PRIVACY NOTICE: Verbal or written communication informing the data subject of applicable data processing policies, access methods, and purposes.
HABEAS DATA: The right of any person to know, update, and rectify information collected about them in public or private databases.

III. PRINCIPLES

a) Legality Principle: Data processing must comply with the law.
b) Purpose Principle: Processing must have a legitimate, informed purpose.
c) Freedom Principle: Processing requires prior, express, and informed consent.
d) Accuracy Principle: Data must be truthful, complete, accurate, and updated.
e) Transparency Principle: Data subjects have the right to know if data exists about them.
f) Restricted Access Principle: Processing is limited by the nature of the data and the law.
g) Security Principle: Technical, human, and administrative measures must protect data.
h) Confidentiality Principle: Traviatour must guarantee confidentiality even after termination of any relationship involving data processing.

RIGHTS AND DUTIES

Rights of the Data Subject

Data subjects have the right to access, update, correct, revoke consent, request deletion of their data, and be informed about data usage.
Children’s data is protected under special regulations, and its processing is generally prohibited unless legally permitted.

DUTIES OF TRAVIATOUR

Traviatour must:

• Process only relevant and appropriate data

• Use data solely for authorized purposes

• Ensure data security and confidentiality

• Provide Habeas Data rights effectively

• Maintain updated, accurate records

• Respond promptly to inquiries and complaints

• Offer free access to personal data

• Obtain and store valid consent

• Protect data through technical and administrative measures

• Appoint a Data Protection Officer

• Establish breach notification procedures

V. AUTHORIZATION POLICY

Personal data processing requires prior, informed consent, obtained through physical or electronic means.

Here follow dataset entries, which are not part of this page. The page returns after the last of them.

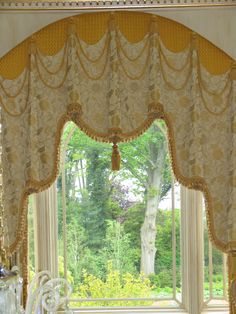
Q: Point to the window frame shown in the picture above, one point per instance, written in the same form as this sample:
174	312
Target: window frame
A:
192	248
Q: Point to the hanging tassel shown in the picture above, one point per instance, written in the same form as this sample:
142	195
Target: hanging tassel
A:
115	158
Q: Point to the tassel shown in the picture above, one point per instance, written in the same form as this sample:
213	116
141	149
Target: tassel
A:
115	158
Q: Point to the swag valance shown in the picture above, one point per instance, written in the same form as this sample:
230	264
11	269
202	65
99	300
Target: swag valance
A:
113	74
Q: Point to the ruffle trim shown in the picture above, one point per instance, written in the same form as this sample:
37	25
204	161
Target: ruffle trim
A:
156	111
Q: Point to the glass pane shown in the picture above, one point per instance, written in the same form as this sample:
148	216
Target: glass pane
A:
122	228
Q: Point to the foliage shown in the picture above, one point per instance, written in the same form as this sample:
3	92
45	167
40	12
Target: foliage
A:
105	211
115	285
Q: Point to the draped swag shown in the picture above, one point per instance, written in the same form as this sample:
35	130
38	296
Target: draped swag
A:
113	74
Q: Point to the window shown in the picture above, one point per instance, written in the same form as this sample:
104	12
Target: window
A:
133	238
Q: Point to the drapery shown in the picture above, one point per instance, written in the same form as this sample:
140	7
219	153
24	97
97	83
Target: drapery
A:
113	87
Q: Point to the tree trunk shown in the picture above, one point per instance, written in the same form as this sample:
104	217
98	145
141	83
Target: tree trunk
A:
148	229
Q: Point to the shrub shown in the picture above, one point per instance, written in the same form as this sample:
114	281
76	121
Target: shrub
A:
115	285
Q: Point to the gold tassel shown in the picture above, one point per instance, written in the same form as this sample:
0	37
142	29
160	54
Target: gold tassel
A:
115	158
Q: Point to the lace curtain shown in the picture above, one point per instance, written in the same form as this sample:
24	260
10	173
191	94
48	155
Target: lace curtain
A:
113	89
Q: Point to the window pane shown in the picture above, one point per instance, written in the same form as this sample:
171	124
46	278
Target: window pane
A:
122	230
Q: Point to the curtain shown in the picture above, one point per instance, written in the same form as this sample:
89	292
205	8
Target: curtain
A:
113	74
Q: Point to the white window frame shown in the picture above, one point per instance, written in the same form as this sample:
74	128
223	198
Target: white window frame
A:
192	250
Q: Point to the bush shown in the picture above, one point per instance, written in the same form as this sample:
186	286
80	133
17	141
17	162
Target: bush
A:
115	285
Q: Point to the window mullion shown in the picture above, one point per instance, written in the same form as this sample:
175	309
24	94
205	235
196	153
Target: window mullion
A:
46	230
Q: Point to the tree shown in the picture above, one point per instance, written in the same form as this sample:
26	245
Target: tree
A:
150	170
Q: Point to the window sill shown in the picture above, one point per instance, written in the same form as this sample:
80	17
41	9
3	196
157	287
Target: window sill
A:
147	310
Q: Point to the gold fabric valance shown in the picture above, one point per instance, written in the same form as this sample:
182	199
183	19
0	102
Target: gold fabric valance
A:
113	74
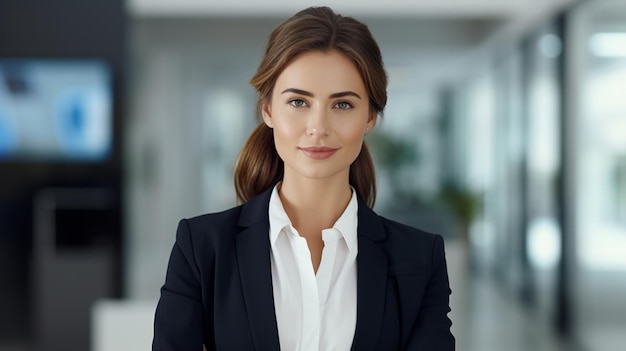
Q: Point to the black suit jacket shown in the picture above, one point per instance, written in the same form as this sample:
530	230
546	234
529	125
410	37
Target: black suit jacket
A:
218	289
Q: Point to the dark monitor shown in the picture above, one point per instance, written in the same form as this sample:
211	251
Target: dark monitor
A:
55	110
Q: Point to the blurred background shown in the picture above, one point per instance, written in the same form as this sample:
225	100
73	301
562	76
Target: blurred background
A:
505	132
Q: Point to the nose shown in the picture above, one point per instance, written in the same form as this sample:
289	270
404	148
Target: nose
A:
317	124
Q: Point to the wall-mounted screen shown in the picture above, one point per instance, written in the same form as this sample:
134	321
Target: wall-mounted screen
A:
55	110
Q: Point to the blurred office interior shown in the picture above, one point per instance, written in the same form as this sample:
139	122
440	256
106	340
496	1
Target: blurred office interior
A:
505	132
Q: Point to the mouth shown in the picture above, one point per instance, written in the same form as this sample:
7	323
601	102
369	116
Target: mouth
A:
318	152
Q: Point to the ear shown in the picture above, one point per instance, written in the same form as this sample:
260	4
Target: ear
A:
266	111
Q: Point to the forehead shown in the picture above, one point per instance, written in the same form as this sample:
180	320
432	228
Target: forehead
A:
321	72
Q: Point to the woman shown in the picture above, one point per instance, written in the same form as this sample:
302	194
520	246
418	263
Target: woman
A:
304	263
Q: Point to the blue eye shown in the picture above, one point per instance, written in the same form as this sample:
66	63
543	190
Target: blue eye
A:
297	103
343	105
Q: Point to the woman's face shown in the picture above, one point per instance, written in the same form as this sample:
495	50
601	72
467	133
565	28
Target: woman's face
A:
319	111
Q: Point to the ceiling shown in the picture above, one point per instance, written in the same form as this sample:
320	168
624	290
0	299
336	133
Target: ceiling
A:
509	9
429	38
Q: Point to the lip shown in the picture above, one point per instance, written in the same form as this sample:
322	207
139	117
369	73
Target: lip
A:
319	152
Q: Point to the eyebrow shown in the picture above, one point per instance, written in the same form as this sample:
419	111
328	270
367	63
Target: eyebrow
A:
332	96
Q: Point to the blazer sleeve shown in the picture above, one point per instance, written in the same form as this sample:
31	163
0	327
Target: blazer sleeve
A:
178	322
432	328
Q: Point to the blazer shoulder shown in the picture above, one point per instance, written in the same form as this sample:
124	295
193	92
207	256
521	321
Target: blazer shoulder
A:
209	230
401	231
407	243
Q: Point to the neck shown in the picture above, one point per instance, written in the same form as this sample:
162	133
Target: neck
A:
314	204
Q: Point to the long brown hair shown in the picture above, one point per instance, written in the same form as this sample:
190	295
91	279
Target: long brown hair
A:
313	29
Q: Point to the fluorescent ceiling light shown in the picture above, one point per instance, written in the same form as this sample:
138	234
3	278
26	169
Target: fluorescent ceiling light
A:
608	44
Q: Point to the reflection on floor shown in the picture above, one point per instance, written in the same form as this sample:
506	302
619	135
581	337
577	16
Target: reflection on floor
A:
485	318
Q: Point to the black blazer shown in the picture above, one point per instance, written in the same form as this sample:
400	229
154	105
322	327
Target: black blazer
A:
218	289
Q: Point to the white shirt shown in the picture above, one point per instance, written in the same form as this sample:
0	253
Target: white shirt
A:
314	311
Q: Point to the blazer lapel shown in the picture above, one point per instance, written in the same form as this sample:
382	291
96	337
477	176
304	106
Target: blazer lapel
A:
253	256
371	280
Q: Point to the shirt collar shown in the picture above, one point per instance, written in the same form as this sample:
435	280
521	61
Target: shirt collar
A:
346	224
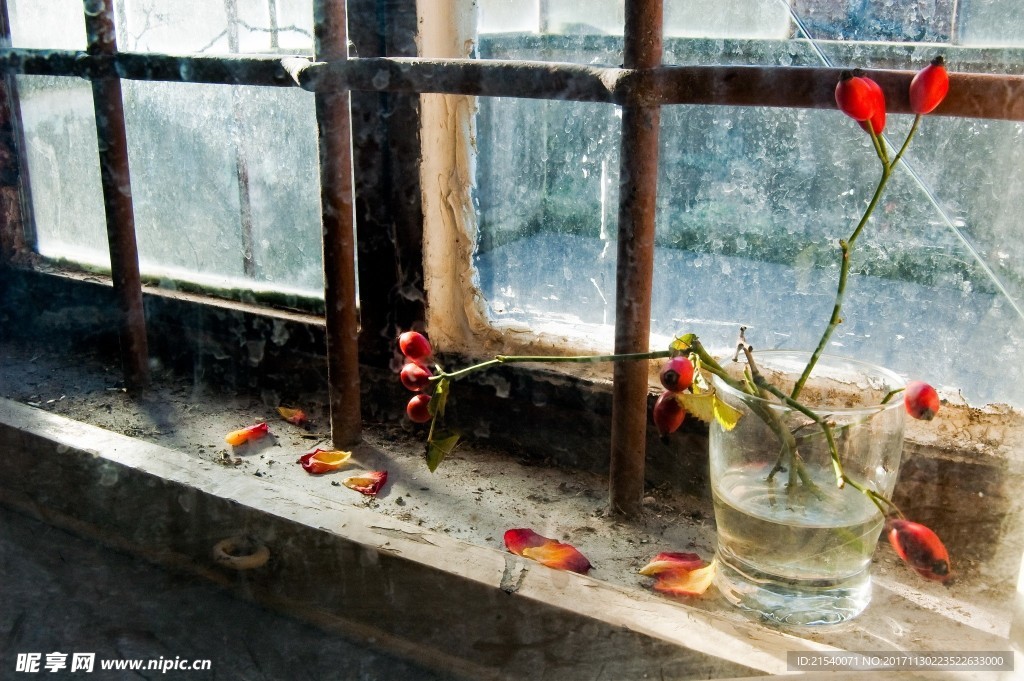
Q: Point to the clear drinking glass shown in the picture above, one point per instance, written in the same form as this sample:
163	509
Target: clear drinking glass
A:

Consent may be evidenced by:

• Email authorization

• Signed forms

• Web forms

• Written communications

• Digital consent systems

Authorization is not required in cases such as:

• Legal or judicial orders

• Public data

• Medical emergencies

• Historical, statistical, or scientific purposes

• Civil registry data

VI. PURPOSE OF DATA PROCESSING

Data is processed for:

• Commercial and business management

• Communications and marketing

• Contractual and employment management

• Risk analysis

• Customer service

• Legal compliance

• Product and service improvement

• Market analysis

• Internal studies

• Satisfaction surveys

Sensitive data is processed only when legally authorized.

VII. PROCEDURES

Inquiries and Complaints

Data subjects may submit inquiries or complaints via:
📧 support@traviatourprague.com
📞 +420 606 751 307

Responsible Area

The Customer Service Department of Traviatour is responsible for data protection and handling all data-related requests, including access, correction, update, deletion, and revocation.